Mais surtout, dix ans plus tard, les avancées sont telles et les promesses si assurées d’un avenir sans faiblesses pour l’homme, que la pensée en bioéthique doit être globale. Il ne s’agit plus de réfléchir sur telle technique ou tel procédé technologique, il s’agit d’avoir une vision sur l’être humain et ses liens qu’il institue pour vivre socialement. La loi de bioéthique participe à l’instauration de tels liens dans la famille mais aussi avec la société, par exemple, le corps médical. Il s’agit d’être attentif, voire vigilant, sur ce qu’induisent les techniques dans le quotidien de nos sociétés. Par exemple, ne sommes-nous pas en train de nous habituer à une mentalité eugéniste sans que nous nous en rendions compte ? Ne fabriquons-nous pas de l’injustice en allouant un budget colossal pour la recherche en espérant que cela soignera demain, sans fixer un budget nécessaire pour soigner les malades et accompagner les personnes âgées dépendantes d’aujourd’hui ?

  • Comment votre ouvrage s’inscrit-il dans l’agenda de la révision des lois bioéthiques ? De quelle manière envisagez-vous qu’il pourrait influencer les débats ?
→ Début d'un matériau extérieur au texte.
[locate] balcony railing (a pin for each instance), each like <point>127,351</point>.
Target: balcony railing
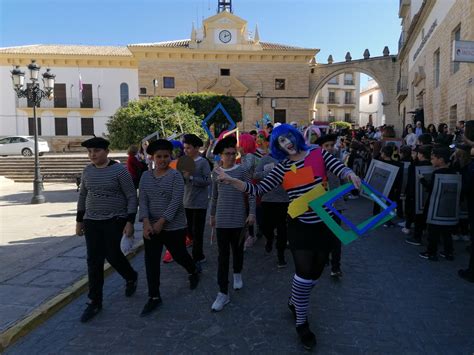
<point>71,102</point>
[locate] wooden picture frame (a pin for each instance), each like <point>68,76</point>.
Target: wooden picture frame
<point>380,176</point>
<point>420,192</point>
<point>444,202</point>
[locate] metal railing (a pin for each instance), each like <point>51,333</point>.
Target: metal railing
<point>71,102</point>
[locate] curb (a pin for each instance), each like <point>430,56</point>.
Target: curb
<point>47,309</point>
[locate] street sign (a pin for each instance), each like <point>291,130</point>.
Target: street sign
<point>463,51</point>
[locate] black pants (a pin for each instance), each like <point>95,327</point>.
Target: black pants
<point>196,223</point>
<point>103,243</point>
<point>310,245</point>
<point>229,238</point>
<point>436,232</point>
<point>176,245</point>
<point>274,216</point>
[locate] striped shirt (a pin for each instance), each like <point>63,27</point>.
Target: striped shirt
<point>106,193</point>
<point>275,178</point>
<point>228,204</point>
<point>162,196</point>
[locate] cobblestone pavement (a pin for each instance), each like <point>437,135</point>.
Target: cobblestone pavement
<point>389,301</point>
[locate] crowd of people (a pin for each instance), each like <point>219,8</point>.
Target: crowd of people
<point>245,183</point>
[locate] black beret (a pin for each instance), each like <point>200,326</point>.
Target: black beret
<point>192,139</point>
<point>326,138</point>
<point>159,144</point>
<point>96,142</point>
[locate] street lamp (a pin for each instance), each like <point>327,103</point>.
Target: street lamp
<point>35,95</point>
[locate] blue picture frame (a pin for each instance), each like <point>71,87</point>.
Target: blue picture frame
<point>206,120</point>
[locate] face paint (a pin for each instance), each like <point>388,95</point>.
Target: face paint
<point>287,145</point>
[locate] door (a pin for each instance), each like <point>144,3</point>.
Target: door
<point>279,116</point>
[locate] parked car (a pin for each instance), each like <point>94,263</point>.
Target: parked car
<point>24,145</point>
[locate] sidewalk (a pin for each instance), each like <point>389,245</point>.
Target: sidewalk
<point>389,301</point>
<point>40,256</point>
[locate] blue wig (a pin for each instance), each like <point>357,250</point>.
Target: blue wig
<point>292,134</point>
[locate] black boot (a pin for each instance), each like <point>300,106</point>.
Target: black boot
<point>307,337</point>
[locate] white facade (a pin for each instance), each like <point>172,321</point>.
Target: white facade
<point>370,105</point>
<point>338,100</point>
<point>106,97</point>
Le débat parlementaire a été plusieurs fois retardé. Je ne sais quel est l’agenda qui sera retenu. On sait seulement que le projet de loi sera examiné en Conseil des ministres à la mi-juin. Aujourd’hui, il est évident qu’il n’y a pas de consensus sur ces sujets de bioéthiques. Un projet de loi outrancier risque d’augmenter les fractures. C’est pourquoi il est important d’aider chacun à réfléchir pour s’approprier les grands enjeux de bioéthique. Les Français veulent-ils un libéralisme total en bioéthique tout en réclamant – parfois avec violence – une solidarité sociale davantage juste ? Désirent-ils préserver les écosystèmes de la nature qui sont si précieux pour notre bien à nous, humains, et en même temps ne pas protéger l’écosystème humain qui est plus complexe qu’il n’y paraît ?
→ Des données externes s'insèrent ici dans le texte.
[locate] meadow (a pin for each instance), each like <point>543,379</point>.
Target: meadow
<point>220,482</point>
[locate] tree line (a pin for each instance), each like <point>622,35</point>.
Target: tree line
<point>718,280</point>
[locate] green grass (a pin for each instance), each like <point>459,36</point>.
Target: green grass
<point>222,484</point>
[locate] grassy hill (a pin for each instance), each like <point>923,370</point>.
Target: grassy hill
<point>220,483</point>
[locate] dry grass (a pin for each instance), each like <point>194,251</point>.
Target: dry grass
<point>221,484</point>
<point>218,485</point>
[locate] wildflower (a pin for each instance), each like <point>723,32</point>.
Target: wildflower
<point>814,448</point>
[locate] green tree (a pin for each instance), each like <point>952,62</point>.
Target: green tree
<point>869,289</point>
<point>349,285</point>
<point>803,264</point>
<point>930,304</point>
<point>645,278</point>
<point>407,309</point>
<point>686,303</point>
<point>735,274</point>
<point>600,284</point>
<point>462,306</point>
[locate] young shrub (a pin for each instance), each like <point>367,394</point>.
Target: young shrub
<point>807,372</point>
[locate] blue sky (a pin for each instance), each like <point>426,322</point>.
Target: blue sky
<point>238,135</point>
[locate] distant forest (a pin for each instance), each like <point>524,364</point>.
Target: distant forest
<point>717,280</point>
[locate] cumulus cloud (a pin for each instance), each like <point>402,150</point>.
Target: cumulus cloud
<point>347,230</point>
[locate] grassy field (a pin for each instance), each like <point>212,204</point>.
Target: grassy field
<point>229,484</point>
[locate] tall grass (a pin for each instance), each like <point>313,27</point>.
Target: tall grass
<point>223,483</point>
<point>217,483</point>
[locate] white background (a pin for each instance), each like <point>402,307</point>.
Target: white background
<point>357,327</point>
Si, pour sa modeste part, ce petit livre apporte une petite contribution à la réflexion, c’est bien. Nous avons tous besoin d’une cohérence de fond qui rassure les Français et apaise notre société. Aux États généraux de la bioéthique, beaucoup ont exprimé leurs inquiétudes devant l’avenir en raison d’avancées scientifiques qui seraient imposées sans être maîtrisées. De même il y a de l’inquiétude devant des injustices de solidarité sociale. La bioéthique doit s’inscrire dans cette nouvelle solidarité sociale de telle sorte que l’usage des techniques biomédicales ne conduisent pas à une domination de certains sur d’autres, à de nouvelles injustices durables.